@ziya89
When I start Opera, it opens a couple of dozen processes (all named "Opera"). Plus an Opera Update process. Depending on how much maintenance and updating Opera requires, a lot of CPU threads might be worked pretty hard for a few minutes.
Recommend go to the website of the manufacturer that made your CPU. Find out what the maximum allowable Temperature is. Temperature rising might not be a problem if it's not going above the max allowed temperature.
Laptops and desktops are designed to provide sufficient cooling even if all the cores are working a sustained 100%. If your CPU is going over the max allowed temperature, then the heat-sink compound on the CPU might need refreshing. Or if it's a laptop, its air-ducts might need cleaning out.
Hopefully, your laptop has a hatch over the air duct and CPU that you can open, and remove any dust bunnies. It doesn't have to be a perfectly clean job, just a periodic one. Can of compressed air is optional. Worse case is if the laptop has no hatch, but instead needs to be disassembled to access the air duct and CPU. In that case, maybe youtube has a video showing how to [partially] disassemble Your particular laptop so you can access the air duct and CPU. And then you gotta decide if it's something you can do or if the laptop will need professional help.

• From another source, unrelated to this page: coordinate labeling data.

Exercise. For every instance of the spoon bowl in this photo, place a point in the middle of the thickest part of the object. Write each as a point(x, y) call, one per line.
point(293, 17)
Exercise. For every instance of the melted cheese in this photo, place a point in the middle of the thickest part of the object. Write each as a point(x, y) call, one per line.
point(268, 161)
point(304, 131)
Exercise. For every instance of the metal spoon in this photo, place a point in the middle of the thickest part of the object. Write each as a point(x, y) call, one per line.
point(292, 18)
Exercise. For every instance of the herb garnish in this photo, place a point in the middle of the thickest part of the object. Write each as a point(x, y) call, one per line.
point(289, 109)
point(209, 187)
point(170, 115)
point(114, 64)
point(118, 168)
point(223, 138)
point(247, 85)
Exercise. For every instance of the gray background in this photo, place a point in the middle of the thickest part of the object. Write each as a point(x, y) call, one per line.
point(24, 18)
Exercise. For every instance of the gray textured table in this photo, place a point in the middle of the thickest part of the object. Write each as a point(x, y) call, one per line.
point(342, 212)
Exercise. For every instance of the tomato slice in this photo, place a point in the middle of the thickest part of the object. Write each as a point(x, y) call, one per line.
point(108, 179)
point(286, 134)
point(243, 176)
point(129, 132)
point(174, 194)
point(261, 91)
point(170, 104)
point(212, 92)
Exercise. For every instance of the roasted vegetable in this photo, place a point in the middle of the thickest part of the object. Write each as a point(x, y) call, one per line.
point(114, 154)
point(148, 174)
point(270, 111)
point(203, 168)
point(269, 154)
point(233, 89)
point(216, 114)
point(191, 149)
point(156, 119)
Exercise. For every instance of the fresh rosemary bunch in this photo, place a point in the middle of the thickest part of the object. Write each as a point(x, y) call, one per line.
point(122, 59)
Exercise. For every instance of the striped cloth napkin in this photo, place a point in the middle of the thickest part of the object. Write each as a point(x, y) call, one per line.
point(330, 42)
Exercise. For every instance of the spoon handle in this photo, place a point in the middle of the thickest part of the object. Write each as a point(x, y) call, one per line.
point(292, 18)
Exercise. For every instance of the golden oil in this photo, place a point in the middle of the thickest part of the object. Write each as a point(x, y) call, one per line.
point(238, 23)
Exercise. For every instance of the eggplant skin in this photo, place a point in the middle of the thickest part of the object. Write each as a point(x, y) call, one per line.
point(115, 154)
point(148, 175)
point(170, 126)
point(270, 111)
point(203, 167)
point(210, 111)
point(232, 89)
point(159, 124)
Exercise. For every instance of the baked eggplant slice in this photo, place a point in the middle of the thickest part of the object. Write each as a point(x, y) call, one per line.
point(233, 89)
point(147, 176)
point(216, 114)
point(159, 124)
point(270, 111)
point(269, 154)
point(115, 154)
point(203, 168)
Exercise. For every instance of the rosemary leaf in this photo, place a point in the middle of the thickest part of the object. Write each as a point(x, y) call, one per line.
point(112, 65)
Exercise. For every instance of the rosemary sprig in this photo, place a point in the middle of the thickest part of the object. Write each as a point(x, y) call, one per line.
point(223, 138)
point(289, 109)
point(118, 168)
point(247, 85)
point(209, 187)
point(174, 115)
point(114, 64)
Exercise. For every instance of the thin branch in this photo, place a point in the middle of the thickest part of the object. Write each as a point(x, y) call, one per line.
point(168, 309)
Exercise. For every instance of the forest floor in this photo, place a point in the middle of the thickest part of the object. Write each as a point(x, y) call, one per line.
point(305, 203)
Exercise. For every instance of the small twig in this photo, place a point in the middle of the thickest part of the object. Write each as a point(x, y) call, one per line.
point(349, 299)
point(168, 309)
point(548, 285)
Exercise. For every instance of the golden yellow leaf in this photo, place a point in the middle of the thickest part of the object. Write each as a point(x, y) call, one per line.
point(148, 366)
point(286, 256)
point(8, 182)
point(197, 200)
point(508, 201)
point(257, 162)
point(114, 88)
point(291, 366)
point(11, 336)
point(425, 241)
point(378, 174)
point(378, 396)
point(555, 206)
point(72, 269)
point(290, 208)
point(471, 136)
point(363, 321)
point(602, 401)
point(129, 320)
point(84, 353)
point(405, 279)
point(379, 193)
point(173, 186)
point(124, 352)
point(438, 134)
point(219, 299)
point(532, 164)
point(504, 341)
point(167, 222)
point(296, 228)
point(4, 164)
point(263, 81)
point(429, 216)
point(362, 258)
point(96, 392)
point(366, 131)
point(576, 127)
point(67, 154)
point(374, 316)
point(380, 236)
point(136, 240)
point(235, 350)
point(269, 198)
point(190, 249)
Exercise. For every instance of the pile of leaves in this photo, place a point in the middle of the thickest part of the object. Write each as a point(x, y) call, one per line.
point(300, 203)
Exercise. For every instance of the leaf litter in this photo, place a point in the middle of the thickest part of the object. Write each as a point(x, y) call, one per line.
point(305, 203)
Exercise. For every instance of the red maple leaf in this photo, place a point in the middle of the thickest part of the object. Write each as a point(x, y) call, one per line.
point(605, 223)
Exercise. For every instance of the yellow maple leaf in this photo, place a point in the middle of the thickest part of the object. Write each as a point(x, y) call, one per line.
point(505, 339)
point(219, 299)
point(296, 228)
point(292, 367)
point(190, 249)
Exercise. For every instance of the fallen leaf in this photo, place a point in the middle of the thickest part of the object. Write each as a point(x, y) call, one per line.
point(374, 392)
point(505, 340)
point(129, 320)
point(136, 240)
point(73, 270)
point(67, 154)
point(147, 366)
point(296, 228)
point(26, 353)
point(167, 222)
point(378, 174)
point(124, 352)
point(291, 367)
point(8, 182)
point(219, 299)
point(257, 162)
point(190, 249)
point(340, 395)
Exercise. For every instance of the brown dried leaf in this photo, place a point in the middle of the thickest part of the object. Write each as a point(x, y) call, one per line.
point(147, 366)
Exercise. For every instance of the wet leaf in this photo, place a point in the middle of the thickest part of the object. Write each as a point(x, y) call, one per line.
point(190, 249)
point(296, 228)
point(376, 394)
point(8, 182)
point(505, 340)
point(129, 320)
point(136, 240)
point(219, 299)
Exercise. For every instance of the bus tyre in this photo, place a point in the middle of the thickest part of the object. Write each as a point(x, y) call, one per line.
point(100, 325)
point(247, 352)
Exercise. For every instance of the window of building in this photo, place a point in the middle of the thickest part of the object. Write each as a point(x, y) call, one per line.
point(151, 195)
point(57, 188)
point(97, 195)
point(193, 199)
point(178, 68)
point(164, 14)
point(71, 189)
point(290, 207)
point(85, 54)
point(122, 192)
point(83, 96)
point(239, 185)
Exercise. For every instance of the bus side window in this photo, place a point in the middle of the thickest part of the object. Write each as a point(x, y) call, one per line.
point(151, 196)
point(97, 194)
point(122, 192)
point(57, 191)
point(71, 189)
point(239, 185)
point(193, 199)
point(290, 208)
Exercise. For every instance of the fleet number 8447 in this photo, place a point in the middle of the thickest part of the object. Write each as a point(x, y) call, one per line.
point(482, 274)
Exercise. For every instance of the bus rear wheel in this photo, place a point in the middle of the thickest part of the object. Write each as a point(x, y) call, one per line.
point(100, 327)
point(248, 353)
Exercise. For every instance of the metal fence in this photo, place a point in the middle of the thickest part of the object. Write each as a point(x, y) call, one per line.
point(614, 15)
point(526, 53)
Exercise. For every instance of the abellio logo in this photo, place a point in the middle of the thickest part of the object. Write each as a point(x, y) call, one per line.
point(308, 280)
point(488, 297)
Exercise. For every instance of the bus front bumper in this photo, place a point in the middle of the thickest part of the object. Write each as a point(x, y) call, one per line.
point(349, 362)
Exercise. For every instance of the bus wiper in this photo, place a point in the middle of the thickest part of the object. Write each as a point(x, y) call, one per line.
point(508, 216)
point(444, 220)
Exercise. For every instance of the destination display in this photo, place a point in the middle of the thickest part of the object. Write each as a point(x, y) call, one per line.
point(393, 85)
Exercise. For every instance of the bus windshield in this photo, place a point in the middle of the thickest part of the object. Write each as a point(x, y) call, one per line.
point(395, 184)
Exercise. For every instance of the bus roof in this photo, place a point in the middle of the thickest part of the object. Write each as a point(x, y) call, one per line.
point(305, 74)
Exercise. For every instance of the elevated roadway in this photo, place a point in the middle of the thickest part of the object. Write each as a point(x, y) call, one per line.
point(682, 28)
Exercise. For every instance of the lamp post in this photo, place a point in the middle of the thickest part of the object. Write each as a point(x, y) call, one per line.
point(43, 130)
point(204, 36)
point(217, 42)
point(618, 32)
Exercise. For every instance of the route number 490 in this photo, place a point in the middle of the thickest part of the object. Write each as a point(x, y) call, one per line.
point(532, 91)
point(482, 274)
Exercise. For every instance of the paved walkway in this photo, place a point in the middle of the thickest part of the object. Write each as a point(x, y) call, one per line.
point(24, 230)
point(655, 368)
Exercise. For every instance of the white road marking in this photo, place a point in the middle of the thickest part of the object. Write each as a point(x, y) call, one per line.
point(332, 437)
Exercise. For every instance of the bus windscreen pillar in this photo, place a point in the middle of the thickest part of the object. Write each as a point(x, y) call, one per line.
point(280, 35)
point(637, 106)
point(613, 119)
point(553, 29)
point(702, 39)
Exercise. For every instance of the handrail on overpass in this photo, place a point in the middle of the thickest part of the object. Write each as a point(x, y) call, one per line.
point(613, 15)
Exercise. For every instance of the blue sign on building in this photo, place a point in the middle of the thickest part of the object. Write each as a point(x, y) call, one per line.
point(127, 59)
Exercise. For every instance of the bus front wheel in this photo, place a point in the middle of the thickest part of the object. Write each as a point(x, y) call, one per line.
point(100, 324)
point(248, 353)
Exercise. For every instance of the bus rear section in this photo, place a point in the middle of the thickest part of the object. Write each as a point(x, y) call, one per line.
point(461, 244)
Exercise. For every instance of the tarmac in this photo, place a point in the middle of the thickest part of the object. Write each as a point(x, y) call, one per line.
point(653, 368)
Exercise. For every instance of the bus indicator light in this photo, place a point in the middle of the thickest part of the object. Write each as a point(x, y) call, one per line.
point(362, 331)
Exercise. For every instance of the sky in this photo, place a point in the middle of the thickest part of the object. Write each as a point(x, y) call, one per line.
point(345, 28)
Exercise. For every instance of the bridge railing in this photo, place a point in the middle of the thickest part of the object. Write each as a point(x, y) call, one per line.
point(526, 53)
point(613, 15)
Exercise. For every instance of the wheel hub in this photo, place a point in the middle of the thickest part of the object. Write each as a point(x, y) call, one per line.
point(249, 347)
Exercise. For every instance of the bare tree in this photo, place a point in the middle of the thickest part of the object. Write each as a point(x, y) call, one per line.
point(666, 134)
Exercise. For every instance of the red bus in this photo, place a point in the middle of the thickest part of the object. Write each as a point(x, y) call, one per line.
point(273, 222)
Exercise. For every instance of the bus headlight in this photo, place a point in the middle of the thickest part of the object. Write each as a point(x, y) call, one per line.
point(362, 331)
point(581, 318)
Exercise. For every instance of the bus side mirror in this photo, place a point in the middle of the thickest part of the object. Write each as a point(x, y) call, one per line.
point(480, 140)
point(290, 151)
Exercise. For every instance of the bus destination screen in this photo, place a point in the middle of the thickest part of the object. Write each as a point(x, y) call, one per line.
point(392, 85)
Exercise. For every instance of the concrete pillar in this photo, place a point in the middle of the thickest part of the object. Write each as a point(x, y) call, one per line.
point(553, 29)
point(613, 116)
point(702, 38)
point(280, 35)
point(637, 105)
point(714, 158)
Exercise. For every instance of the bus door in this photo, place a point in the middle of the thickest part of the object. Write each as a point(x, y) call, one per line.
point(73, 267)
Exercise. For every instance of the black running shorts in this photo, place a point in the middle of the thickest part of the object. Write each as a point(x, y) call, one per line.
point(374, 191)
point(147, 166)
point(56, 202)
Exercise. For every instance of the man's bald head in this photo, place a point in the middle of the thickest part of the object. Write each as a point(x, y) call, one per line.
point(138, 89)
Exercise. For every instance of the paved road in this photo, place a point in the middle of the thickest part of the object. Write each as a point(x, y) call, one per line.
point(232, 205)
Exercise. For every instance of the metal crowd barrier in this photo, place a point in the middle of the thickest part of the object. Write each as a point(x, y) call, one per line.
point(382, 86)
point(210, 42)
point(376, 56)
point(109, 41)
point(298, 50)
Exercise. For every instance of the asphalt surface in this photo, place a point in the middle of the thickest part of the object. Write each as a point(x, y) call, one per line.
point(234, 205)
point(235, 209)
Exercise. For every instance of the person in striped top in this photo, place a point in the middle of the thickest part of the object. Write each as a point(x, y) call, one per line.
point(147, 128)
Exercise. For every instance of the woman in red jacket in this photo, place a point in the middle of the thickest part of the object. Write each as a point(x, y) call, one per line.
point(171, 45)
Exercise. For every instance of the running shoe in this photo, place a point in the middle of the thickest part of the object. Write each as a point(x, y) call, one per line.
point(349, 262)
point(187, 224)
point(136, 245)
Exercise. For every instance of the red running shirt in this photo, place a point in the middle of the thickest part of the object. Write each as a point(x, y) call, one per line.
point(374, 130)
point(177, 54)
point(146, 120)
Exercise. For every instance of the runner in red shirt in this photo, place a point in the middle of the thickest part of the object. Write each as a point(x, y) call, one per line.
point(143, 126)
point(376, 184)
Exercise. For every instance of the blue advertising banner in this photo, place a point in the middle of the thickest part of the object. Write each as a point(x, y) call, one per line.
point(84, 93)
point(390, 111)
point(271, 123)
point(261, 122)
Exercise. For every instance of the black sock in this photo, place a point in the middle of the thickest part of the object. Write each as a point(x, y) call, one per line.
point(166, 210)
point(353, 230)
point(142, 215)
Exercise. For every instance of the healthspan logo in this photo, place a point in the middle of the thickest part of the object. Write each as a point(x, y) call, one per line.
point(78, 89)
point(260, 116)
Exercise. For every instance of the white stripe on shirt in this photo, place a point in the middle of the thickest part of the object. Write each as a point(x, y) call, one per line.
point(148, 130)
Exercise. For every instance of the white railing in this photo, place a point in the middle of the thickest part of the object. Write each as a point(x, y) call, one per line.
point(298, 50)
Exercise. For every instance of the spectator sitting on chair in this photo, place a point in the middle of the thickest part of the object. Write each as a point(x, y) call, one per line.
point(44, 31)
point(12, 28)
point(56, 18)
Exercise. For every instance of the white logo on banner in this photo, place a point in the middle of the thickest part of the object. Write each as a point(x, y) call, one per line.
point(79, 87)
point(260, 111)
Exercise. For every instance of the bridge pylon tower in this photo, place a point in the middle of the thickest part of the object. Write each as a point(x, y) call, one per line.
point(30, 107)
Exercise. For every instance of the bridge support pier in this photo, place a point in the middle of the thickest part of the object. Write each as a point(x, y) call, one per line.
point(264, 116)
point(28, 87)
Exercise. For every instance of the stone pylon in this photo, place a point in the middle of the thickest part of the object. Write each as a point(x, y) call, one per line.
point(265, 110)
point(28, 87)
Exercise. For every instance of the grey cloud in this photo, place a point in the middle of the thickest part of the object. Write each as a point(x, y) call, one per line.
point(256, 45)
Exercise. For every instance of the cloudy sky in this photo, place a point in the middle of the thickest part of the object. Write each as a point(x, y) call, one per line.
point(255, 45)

My laptop is old, they hadn't invented hatches yet, so it requires partial disassembling to clean out the duct, which I've never had done. Instead, I turn off the laptop, fold it up, and puff hard a few times into the exhaust vent. That usually results in a big puff of dust jettisoning out of the air intake. To be concise, I'm blowing into the duct with a puff of air that's going opposite of the air's normal direction, which pushes accumulated dust away from the fan and hopefully out the air intake vent. I puff so hard I can hear the fan spinning for a moment. Sometimes I see a puff of dust come out of the air intake, sometimes I don't, but regardless, the CPU's operating temperature drops from the high 60s to the mid 50s, anyway. At high loads, the highest temperature gets into the low 70s before puffing, but stays in the 60s after puffing. The specified high-temperature is 100 degrees C, but it's an old laptop, so I'm not going to wait for the temperature to get close to maximum before refreshing the air duct. When I start seeing 70s, it's high time to blow out the laptop. Besides stressing the CPU, high temperatures would also stress the fan because it has to run faster.
There's probably still some cat hair in there that won't come out just from blowing. But the improvement is probably 99% of what it would be if the laptop were taken apart.
I blow out the laptop in the shower, or outdoors (upwind), because you don't need to let go a puff of accumulated dust in your living area. Recommend: Before you PUFF into the air exhaust vent, point the air intake vent away from you; lol.
For desktops, I take the computer outside and blow out all the dust I can find, especially around the CPU, using a can of compressed air. It doesn't have to be a perfectly clean job, but only periodic. Be gentle so the jet of air doesn't dislodge delicate components.
It's good that you keep an eye on your CPU temperature. I use CoreTemp to keep the temperature displayed continuously in the Windows' toolbar. You can display the temperature of every core (which can take a lot of real estate, with CPUs having so many cores these days). I find it sufficient to set CoreTemp to display the temperature of only the one core with the highest temperature.